Waterfront Fountain is an outdoor 1974 fountain and sculpture by James FitzGerald and Margaret Tomkins, installed along Alaskan Way in Seattle, in the U.S. state of Washington. The fountain is located near the Seattle Aquarium at Waterfront Park on Pier 58.

== History ==
FitzGerald created several fountains for parks around the Seattle area, including one at the Seattle Center for the Century 21 Exposition in 1962. He was commissioned to design a fountain for the new Waterfront Park, but died in 1973 before work was finalized. The project had been funded by a $75,000 donation from Helen Martha Schiff. Following his death in 1973, his widow Margaret Tomkins lead the effort to complete the fountain's design. It was completed alongside the park and adjacent to the aquarium in October 1974.

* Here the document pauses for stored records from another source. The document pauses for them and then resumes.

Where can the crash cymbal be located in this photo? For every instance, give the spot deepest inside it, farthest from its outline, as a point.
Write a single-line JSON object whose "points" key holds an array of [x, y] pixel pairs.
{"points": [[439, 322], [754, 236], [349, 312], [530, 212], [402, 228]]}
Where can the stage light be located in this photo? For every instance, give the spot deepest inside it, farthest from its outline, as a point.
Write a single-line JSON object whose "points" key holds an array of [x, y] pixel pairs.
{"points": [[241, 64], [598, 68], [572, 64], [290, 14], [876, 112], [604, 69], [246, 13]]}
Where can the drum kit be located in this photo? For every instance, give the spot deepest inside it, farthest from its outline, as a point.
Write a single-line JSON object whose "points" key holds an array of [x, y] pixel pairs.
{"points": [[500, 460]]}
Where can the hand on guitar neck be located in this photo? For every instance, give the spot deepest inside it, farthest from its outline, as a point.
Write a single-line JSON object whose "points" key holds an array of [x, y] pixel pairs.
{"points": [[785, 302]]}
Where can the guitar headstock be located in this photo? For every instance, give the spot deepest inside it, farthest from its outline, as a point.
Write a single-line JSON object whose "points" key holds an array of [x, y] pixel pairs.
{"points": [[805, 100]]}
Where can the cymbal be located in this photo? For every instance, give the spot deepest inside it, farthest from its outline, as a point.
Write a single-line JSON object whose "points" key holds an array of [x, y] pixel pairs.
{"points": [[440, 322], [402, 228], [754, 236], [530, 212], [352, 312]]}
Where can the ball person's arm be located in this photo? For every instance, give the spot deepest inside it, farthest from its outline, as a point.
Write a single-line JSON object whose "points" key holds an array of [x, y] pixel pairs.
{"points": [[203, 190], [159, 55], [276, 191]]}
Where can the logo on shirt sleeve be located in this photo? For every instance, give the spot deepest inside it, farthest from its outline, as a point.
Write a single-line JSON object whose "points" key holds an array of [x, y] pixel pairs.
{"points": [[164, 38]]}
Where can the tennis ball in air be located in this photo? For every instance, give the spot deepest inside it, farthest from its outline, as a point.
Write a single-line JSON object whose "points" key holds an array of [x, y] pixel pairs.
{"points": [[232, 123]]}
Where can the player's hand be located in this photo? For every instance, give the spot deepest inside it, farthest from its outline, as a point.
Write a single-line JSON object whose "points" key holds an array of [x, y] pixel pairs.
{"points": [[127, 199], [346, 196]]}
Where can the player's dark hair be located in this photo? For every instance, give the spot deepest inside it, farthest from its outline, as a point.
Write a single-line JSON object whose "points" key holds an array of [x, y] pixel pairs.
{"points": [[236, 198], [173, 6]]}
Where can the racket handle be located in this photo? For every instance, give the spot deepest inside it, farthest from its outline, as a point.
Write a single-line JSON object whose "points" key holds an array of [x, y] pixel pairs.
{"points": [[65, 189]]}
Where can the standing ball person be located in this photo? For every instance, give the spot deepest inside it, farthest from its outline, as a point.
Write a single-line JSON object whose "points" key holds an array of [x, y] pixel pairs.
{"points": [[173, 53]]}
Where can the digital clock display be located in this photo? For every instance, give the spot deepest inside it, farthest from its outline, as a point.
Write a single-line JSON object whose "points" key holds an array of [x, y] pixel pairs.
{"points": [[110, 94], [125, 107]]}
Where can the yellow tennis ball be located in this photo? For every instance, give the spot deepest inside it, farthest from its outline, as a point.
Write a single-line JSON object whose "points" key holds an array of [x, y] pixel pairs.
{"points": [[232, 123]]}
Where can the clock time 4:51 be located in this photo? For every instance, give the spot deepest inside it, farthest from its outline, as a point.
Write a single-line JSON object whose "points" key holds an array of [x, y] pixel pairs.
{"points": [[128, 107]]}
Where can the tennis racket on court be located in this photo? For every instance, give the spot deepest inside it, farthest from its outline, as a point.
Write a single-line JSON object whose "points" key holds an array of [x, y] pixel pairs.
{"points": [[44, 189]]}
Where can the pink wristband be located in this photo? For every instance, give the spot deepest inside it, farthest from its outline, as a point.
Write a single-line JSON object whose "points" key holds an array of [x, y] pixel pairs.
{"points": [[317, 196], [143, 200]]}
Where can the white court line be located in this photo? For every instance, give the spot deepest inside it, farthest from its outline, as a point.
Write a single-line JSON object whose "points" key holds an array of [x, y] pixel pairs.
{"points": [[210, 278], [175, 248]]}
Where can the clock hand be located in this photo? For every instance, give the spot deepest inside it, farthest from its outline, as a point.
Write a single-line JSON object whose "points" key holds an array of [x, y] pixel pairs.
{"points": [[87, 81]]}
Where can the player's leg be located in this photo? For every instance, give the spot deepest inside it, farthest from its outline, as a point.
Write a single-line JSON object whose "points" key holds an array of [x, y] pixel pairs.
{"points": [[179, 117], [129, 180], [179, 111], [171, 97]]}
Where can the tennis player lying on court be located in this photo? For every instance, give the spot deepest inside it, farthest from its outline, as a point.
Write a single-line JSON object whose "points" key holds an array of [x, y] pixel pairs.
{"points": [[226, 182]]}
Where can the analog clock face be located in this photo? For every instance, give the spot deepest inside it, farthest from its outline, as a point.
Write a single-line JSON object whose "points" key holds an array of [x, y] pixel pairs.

In 2019, construction began on a revamp of a portion of Seattle's waterfront. On September 13, 2020, the central portion of Pier 58 collapsed during early demolition work following the discovery of extensive structural issues. The structural integrity of the pier had been compromised by a combination of the environment and the supports for the fountain failing. The fountain, weighing 4 tons, fell into the water along with two contractors who were working on the demolition. Divers retrieved the fountain from the sea during the cleanup process.

A rebuilt Pier 58 with a restored Waterfront Fountain opened to the public on July 25, 2025. The fountain, now located at the southeast corner of the pier, received a new finish and new plumbing.